I was wondering because I have 2 10000k and 2 blue actnic lights on my 55 gal, in the process of changing my light setup. was wondering if I should keep them or get rid of them, but I dont know what they do. besides look cool at night.


----------



## kzr750r1 (Jun 8, 2004)

50/50 will make your fish colors pop but do nothing for the plants.

Takt those out and replace with somthing in the 6700K range with the 10000K would be a nice combo.


----------



## BiscuitSlayer (Apr 1, 2005)

Destinee said:


> I was wondering because I have 2 10000k and 2 blue actnic lights on my 55 gal, in the process of changing my light setup. was wondering if I should keep them or get rid of them, but I dont know what they do. besides look cool at night.



Im not so sure Destinee said 50/50. She said 2 10,000K and 2 actnic.

Actnic lighting is good for reef setups, but the general consensus is that it doesn't do anything for planted tanks other than esthetics for fish viewing like krz750 said. You might not want to replace the actnics though depending on what you are doing with the tank. What are the wattages of the bulbs and are you going the high light or low light route?


----------



## kzr750r1 (Jun 8, 2004)

Sorry I thought the two were one in the same...my bad.


----------



## Destinee (Dec 11, 2007)

its a total of 260 watts total, is that considered bright light on a 55 gal? 

I think I am going to go with replacing the actnic lights with two 6700k since I dont have any of that on there.....I dont really care about the how cool the actnic lights look, im trying to get my plants up to where they should be....


----------



## BiscuitSlayer (Apr 1, 2005)

Destinee said:


> its a total of 260 watts total, is that considered bright light on a 55 gal?
> 
> I think I am going to go with replacing the actnic lights with two 6700k since I dont have any of that on there.....I dont really care about the how cool the actnic lights look, im trying to get my plants up to where they should be....
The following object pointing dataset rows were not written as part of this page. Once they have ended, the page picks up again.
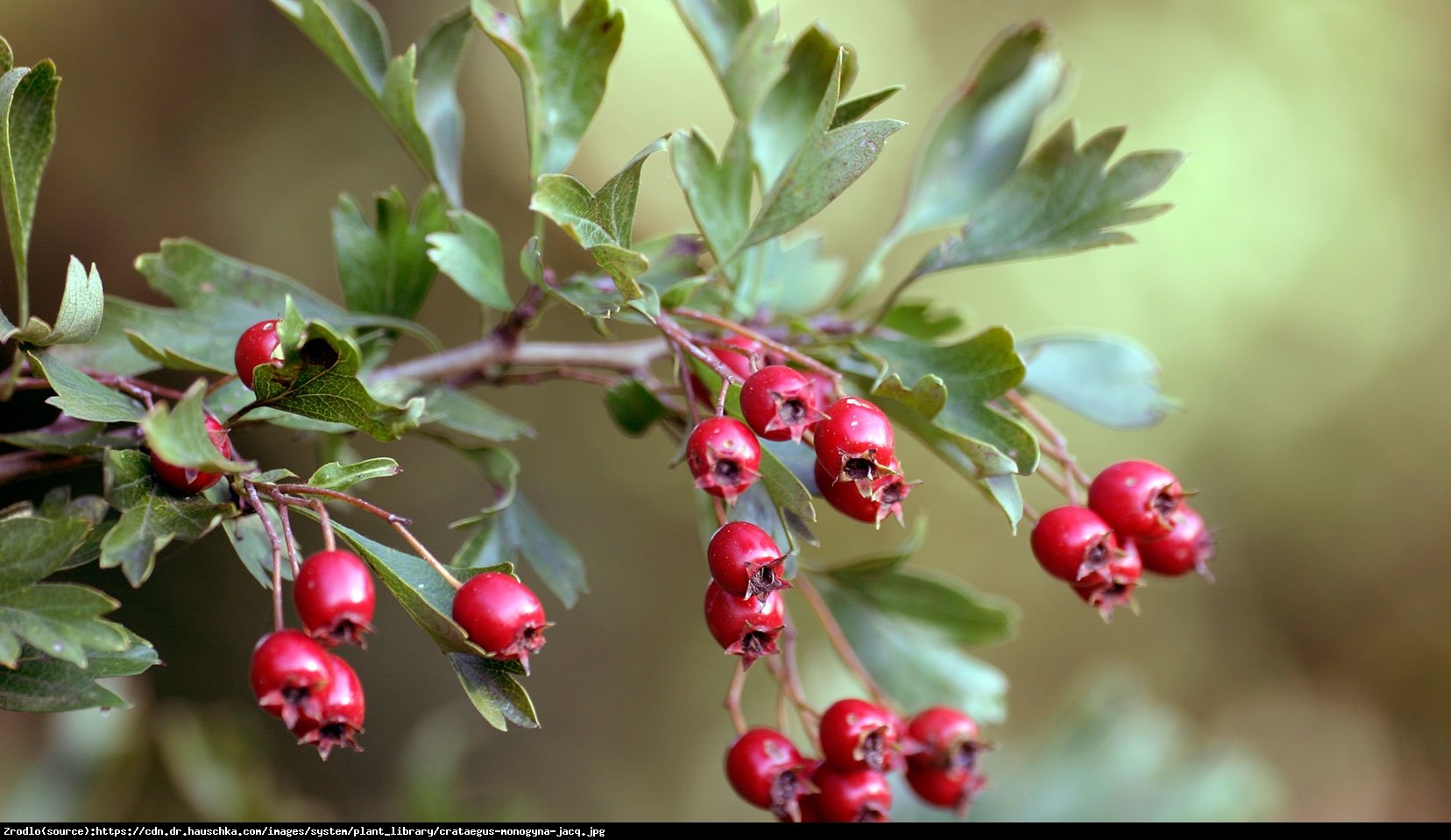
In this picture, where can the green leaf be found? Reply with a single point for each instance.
(852, 110)
(634, 406)
(81, 396)
(818, 174)
(717, 192)
(50, 685)
(951, 386)
(385, 267)
(495, 692)
(519, 533)
(604, 221)
(1117, 753)
(336, 476)
(413, 92)
(917, 665)
(922, 320)
(249, 539)
(80, 315)
(978, 137)
(418, 588)
(179, 434)
(150, 515)
(1059, 202)
(320, 382)
(562, 70)
(26, 137)
(462, 413)
(1109, 379)
(473, 257)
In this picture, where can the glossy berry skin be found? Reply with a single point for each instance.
(189, 481)
(851, 795)
(723, 455)
(334, 598)
(501, 616)
(289, 675)
(1113, 585)
(1189, 547)
(855, 443)
(257, 346)
(780, 404)
(944, 738)
(1136, 498)
(885, 499)
(858, 736)
(340, 718)
(747, 627)
(767, 769)
(745, 561)
(1071, 543)
(951, 788)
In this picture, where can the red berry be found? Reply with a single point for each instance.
(885, 499)
(945, 738)
(851, 795)
(1187, 547)
(855, 443)
(1138, 498)
(768, 771)
(501, 616)
(723, 455)
(747, 627)
(780, 404)
(1113, 585)
(1071, 543)
(858, 736)
(334, 596)
(747, 561)
(257, 346)
(289, 675)
(340, 718)
(952, 788)
(192, 481)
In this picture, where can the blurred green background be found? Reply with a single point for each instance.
(1294, 298)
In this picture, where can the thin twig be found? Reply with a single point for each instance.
(738, 683)
(843, 647)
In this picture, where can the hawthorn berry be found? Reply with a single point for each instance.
(849, 795)
(747, 561)
(340, 717)
(945, 788)
(780, 404)
(747, 627)
(1138, 498)
(501, 616)
(855, 443)
(1071, 543)
(192, 481)
(768, 771)
(289, 675)
(1112, 586)
(723, 455)
(1187, 547)
(885, 499)
(944, 738)
(257, 346)
(858, 736)
(334, 598)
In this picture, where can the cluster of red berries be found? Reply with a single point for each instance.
(1136, 519)
(856, 470)
(294, 676)
(860, 743)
Are you going the high light or low light route? 260 for a 55 is doable, but its going to be a high light, CO2 injected, daily ferts type of tank.


----------



## jaidexl (Sep 18, 2006)

Agreed, if you're not planning on getting heavy with CO2 and ferts, leave only two of your bulbs in an ideal range (6700 - 10000). If all are switched to a better kelvin rating then plant uptake will be so great that you may have issues without CO2/ferts, especially with all four bulbs running. Anything is possible though if you adjust your husbandry right, which would probably require next to no water changes, full stocking and some heavy floating plants.

Do you know what type of plants you want to grow, or what the requirements are of the plants you're into? If I were going to make this a low tech tank, I'd remove one actinic, and replace one 10000k with a 6700k, three bulbs total (65w each correct?). If high tech, I'd still only have three bulbs but all ideal range. Four 65w bulbs is too much IMO.


----------